Individuals with posttraumatic stress disorder (PTSD) are at increased risk for the development of various forms of dementia. Nevertheless, the neuropathological link between PTSD and neurodegeneration remains unclear. Degeneration of the human basal forebrain constitutes a pathological hallmark of neurodegenerative diseases, such as Alzheimer's and Parkinson's disease. In this seed-based resting-state (rs-)fMRI study identifying as outcome measure the temporal BOLD signal fluctuation magnitude, a seed-to-voxel analyses assessed temporal correlations between the average BOLD signal within a bilateral whole basal forebrain region-of-interest and each whole-brain voxel among individuals with PTSD (n = 65), its dissociative subtype (PTSD+DS) (n = 38) and healthy controls (n = 46). We found that compared both with the PTSD and healthy controls groups, the PTSD+DS group exhibited increased BOLD signal variability within two nuclei of the seed region, specifically in its extended amygdaloid region: the nucleus accumbens and the sublenticular extended amygdala. This finding is provocative, because it mimics staging models of neurodegenerative diseases reporting allocation of neuropathology in early disease stages circumscribed to the basal forebrain. Here, underlying candidate etiopathogenetic mechanisms are neurovascular uncoupling, decreased connectivity in local- and large-scale neural networks, or disrupted mesolimbic dopaminergic circuitry, acting indirectly upon the basal forebrain cholinergic pathways. These abnormalities may underpin reward-related deficits representing a putative link between persistent traumatic memory in PTSD and anterograde memory deficits in neurodegeneration. Observed alterations of the basal forebrain in the dissociative subtype of PTSD point towards the urgent need for further exploration of this region as a potential candidate vulnerability mechanism for neurodegeneration in PTSD.

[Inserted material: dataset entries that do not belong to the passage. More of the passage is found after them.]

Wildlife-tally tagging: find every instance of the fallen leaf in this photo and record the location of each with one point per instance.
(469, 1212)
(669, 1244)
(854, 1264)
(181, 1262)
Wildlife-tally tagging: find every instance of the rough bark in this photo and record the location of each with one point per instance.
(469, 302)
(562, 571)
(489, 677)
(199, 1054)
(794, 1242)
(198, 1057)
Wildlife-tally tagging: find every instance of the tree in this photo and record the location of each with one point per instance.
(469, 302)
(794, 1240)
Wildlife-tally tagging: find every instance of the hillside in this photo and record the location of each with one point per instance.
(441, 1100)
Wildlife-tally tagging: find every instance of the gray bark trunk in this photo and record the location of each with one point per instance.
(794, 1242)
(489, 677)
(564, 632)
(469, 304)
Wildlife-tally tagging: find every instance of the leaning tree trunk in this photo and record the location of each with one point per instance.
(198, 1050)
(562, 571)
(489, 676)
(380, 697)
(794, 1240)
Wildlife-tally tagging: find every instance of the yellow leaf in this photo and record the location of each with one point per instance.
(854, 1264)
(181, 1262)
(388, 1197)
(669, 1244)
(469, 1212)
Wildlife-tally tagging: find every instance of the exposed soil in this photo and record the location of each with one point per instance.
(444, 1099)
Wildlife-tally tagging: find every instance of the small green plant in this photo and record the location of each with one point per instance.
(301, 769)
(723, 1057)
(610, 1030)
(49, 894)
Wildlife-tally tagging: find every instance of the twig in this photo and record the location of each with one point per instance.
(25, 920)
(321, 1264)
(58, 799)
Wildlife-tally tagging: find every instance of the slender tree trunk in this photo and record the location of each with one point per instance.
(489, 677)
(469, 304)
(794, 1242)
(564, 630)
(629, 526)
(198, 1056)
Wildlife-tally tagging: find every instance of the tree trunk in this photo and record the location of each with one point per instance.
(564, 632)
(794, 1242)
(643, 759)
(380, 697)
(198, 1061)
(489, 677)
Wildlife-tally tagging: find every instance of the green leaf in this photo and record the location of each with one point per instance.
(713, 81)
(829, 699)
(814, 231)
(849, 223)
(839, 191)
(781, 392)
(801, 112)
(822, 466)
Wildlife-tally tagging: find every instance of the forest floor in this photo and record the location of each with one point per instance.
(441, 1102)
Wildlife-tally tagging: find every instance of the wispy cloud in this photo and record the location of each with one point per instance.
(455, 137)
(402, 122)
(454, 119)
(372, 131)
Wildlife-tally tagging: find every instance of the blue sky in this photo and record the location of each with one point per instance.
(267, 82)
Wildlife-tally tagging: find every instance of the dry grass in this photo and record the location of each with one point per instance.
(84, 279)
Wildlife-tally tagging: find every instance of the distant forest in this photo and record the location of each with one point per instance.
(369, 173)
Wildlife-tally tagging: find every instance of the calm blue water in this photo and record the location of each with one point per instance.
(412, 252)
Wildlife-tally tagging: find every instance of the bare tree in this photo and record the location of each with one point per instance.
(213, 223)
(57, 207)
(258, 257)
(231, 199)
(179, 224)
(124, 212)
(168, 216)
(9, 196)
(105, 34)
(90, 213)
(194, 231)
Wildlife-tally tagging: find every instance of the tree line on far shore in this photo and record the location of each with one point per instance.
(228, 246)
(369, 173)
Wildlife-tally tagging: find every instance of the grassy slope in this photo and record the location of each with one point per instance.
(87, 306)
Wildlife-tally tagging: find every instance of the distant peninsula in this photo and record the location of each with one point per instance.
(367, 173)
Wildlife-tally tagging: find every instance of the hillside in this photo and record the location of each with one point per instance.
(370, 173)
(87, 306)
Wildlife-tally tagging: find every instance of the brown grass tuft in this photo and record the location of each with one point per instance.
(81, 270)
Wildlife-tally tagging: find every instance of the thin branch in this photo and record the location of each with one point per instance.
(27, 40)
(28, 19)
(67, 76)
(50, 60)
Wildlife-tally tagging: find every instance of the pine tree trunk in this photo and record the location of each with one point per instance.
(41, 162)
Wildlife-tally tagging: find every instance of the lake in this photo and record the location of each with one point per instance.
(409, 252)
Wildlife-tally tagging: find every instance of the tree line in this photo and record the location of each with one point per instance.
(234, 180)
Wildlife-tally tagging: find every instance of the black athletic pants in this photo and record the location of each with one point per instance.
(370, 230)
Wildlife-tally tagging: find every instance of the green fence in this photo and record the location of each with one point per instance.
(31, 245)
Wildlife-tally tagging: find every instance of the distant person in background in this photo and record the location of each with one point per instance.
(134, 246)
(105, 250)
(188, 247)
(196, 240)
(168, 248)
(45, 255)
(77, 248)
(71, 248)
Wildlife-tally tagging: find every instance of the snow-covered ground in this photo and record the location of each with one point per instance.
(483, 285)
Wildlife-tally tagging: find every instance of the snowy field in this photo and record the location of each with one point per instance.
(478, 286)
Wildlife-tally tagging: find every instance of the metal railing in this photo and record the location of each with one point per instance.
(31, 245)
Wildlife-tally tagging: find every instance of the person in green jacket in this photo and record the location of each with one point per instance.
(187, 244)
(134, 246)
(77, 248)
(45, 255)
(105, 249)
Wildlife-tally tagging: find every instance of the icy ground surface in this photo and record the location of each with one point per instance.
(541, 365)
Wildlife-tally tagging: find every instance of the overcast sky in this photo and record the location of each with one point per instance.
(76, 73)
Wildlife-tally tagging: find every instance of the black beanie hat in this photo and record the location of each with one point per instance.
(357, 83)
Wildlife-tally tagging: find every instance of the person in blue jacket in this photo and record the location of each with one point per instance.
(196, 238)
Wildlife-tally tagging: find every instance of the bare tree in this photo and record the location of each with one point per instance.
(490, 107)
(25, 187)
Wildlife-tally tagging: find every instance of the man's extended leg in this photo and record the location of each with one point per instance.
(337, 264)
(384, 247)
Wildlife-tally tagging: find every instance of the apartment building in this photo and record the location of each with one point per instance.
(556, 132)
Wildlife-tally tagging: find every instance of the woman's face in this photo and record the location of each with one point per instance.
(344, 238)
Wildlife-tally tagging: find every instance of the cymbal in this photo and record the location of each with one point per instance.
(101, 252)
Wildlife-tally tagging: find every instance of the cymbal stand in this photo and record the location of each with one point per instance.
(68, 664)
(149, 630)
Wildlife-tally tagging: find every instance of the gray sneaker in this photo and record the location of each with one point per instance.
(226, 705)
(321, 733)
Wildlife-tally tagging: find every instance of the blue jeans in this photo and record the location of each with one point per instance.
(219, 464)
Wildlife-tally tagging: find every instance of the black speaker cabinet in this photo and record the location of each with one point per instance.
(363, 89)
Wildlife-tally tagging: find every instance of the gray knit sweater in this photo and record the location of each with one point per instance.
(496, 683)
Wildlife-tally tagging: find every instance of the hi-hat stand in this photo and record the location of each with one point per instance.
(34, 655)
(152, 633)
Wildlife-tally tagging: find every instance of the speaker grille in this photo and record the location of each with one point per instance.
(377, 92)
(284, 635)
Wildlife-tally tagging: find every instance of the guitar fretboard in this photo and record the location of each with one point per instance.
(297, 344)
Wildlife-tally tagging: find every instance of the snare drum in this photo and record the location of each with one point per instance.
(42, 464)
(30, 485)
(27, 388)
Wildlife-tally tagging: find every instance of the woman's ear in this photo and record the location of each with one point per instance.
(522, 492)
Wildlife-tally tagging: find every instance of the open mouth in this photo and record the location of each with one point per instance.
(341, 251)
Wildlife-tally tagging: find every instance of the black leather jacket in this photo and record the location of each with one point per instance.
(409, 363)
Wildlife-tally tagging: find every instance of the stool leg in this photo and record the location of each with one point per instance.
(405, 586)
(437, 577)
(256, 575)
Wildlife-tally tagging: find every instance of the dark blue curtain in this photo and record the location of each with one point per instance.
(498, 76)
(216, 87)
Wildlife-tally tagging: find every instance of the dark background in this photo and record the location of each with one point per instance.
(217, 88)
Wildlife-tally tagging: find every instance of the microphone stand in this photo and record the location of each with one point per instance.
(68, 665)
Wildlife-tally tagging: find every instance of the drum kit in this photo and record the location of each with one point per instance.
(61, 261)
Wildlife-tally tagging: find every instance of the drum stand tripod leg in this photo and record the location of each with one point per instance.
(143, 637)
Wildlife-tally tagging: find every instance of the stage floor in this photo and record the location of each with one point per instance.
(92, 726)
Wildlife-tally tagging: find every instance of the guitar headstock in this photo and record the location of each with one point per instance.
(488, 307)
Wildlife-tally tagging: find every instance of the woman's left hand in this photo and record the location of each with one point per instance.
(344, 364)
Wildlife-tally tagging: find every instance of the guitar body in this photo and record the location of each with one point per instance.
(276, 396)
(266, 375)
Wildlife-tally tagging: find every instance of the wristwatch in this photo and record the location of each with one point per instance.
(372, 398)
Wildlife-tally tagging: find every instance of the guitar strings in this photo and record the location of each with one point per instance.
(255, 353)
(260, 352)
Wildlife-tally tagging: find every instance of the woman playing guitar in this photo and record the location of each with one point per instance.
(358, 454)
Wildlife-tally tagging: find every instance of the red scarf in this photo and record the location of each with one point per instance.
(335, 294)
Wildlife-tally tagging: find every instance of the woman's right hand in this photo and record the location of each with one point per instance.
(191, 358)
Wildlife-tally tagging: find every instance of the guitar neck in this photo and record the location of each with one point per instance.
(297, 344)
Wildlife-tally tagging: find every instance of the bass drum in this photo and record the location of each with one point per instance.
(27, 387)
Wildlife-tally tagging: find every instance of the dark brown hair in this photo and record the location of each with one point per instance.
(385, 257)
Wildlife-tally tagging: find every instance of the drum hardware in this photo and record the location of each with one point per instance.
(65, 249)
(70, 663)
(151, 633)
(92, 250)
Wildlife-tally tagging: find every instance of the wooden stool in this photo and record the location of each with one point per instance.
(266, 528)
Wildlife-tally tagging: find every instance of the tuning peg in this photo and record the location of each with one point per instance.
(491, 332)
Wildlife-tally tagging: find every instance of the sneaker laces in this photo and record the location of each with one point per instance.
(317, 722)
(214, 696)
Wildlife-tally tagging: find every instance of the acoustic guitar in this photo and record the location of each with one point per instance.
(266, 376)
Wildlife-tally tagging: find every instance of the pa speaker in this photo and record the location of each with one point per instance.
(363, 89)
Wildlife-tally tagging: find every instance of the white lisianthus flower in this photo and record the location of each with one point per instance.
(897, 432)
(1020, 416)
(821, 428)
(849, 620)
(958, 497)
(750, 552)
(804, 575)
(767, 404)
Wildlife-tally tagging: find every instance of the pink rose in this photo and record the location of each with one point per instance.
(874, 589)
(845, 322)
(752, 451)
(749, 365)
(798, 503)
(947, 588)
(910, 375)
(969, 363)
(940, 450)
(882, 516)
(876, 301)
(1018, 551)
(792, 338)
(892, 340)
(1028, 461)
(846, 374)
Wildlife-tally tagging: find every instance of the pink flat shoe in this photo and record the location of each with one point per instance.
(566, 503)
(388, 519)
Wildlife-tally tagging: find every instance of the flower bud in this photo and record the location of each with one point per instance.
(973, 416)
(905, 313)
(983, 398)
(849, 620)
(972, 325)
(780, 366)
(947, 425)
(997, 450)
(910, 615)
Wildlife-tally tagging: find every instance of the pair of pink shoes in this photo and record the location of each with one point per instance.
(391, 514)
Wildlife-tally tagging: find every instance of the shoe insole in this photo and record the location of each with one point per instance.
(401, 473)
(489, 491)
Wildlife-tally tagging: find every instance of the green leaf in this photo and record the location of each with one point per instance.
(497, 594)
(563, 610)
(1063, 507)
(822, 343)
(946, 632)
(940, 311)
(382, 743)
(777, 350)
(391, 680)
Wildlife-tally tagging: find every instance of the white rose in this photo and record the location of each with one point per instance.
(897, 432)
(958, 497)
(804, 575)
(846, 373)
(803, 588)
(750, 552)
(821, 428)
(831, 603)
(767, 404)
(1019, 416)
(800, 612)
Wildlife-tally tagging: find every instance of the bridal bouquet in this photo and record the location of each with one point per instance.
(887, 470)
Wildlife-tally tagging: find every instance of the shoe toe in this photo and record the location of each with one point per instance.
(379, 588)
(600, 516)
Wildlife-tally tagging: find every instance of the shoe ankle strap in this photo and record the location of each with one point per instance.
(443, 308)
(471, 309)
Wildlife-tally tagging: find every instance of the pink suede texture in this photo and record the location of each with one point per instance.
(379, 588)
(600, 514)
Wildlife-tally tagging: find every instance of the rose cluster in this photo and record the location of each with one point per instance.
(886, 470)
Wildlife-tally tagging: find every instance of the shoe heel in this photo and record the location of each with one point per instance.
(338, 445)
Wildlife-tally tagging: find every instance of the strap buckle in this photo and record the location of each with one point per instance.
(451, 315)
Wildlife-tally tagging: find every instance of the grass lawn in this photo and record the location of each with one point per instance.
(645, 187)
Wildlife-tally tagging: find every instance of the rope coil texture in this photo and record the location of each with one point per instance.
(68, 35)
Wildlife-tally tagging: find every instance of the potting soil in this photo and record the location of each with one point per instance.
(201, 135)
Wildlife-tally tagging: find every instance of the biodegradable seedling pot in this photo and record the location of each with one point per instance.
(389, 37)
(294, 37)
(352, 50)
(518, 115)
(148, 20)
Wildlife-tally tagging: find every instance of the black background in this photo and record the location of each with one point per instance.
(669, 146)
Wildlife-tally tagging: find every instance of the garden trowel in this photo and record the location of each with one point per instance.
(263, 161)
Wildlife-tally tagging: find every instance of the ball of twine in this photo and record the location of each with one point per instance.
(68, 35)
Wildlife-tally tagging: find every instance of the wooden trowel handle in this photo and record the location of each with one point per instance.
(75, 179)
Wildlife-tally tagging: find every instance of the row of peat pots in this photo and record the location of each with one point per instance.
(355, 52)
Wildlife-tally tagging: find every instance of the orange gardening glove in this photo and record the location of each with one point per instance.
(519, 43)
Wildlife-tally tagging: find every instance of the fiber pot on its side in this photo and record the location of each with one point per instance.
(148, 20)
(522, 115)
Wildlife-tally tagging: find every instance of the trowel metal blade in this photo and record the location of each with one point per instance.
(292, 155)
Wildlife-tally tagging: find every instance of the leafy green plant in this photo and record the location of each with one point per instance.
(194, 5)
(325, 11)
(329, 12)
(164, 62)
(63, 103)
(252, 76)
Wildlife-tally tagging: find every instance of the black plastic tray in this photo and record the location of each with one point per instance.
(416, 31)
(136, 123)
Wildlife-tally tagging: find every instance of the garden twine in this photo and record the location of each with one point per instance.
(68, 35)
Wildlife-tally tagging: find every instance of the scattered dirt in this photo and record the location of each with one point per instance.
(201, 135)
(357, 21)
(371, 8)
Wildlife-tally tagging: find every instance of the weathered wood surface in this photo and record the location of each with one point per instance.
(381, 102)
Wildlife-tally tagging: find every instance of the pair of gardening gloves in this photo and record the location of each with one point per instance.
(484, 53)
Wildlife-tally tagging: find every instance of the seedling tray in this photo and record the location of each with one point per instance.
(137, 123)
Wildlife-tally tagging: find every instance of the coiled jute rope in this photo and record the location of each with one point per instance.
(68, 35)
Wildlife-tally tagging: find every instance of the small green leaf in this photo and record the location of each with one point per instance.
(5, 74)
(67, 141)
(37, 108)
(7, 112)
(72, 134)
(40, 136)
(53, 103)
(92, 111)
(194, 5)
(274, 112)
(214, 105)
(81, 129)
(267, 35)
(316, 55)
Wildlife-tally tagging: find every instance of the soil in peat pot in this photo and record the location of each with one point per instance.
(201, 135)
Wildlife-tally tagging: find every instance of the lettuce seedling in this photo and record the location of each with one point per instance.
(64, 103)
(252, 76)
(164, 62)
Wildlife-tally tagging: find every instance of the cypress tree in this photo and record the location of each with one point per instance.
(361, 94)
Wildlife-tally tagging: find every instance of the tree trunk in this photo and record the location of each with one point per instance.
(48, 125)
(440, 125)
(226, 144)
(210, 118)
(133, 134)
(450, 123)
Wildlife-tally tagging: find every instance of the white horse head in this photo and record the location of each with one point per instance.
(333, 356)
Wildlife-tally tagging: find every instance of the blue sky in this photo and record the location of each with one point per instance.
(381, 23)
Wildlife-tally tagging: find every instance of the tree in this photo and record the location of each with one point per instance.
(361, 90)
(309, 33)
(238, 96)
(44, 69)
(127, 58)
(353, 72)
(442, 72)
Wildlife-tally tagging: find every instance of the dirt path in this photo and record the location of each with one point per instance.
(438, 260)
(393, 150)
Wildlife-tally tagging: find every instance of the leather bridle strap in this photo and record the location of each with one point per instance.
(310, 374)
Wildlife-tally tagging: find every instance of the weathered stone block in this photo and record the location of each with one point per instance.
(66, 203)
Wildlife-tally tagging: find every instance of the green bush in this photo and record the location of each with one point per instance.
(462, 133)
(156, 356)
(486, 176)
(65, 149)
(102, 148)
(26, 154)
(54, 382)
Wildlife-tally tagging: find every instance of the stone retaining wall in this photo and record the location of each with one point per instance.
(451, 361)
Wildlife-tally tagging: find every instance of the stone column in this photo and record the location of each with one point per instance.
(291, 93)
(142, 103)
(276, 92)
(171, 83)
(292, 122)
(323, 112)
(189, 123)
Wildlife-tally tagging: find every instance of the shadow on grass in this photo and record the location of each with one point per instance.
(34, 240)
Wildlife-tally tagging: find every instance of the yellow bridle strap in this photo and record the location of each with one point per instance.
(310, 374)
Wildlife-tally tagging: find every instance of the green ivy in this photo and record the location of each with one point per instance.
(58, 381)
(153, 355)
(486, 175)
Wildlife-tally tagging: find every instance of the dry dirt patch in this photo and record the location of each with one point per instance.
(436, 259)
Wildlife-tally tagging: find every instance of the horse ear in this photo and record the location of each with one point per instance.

创伤后应激障碍(PTSD)患者发生各种形式痴呆的风险增加。然而,PTSD 与神经退行性变之间的神经病理学联系仍不清楚。人类基底前脑的退化是神经退行性疾病(如阿尔茨海默病和帕金森病)的病理标志之一。在这项基于种子的静息态(rs)功能磁共振成像研究中,以时间 BOLD 信号波动幅度作为结果测量指标,采用种子到体素分析评估了 PTSD 个体(n=65)、其分离型亚型(PTSD+DS)(n=38)和健康对照组(n=46)双侧全基底前脑感兴趣区(ROI)内平均 BOLD 信号与每个全脑体素之间的时间相关性。我们发现,与 PTSD 组和健康对照组相比,PTSD+DS 组在种子区域的两个核内表现出更大的 BOLD 信号变异性,特别是在其扩展杏仁核区域:伏隔核和亚侧杏仁核扩展区。这一发现很有启发性,因为它模仿了神经退行性疾病的分期模型,报告了在基底前脑局限的早期疾病阶段分配的神经病理学。在这里,潜在的候选发病机制是神经血管解耦、局部和大规模神经网络连接减少,或中边缘多巴胺能回路中断,这些机制间接作用于基底前脑胆碱能通路。这些异常可能是 PTSD 中持续创伤记忆和神经退行性变中顺行记忆缺陷的潜在联系的基础。PTSD 分离型亚型中基底前脑的观察到的改变表明,迫切需要进一步探索该区域作为 PTSD 中神经退行性变的潜在候选脆弱性机制。